Sound waves of frequency 660 Hz fall normally on a perfectly reflecting wall. The shortest distance from the wall at which the air particles have maximum amplitude of vibration is (velocity of sound in air is 330 m/s)
A. 0.125 m
B. 0.5 m
C. 0.25 m
D. 2 m

Answer 1

Hint: The velocity of sound is equal to the product of the wavelength of the sound waves and the frequency of the sound waves. The standing waves are formed after reflection of the sound waves from the wall. The first maxima is formed at a distance equal to one fourth of the wavelength of the sound waves.
Formula used:
The relation between velocity of the sound, the frequency and the wavelength of the sound is given as
$v = \nu \lambda $

Complete answer:
We are given sound waves which have frequency given as
$\nu = 660Hz$
We are given the velocity of the sound to be
$v = 330m/s$
Using the relation between velocity of the sound, the frequency and the wavelength of the sound, we can calculate the wavelength of the sound in the following way.
$\lambda = \dfrac{v}{\nu }$
Inserting the known values, we get
$\lambda = \dfrac{{330}}{{660}} = 0.5m$
When sound waves are made incident on the reflecting wall then sound waves get reflected from the wall.
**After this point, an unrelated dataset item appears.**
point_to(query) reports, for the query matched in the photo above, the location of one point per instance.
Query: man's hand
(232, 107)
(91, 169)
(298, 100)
The incident waves and the reflected waves interfere with each other forming standing waves. The shortest distance from the wall at which the air particles have maximum amplitude of vibration is at a distance of one fourth the wavelength of the sound waves. It is given as
$\dfrac{\lambda }{4} = \dfrac{{0.5}}{4} = 0.125m$

So, the correct answer is “Option A”.

Note:
Since sound waves require a medium to travel. The particles of the medium vibrate when sound waves pass through them. At the maximum position, the particles of the medium have maximum displacement from their mean position while at mean position, there is zero displacement from the mean position and this is called a node.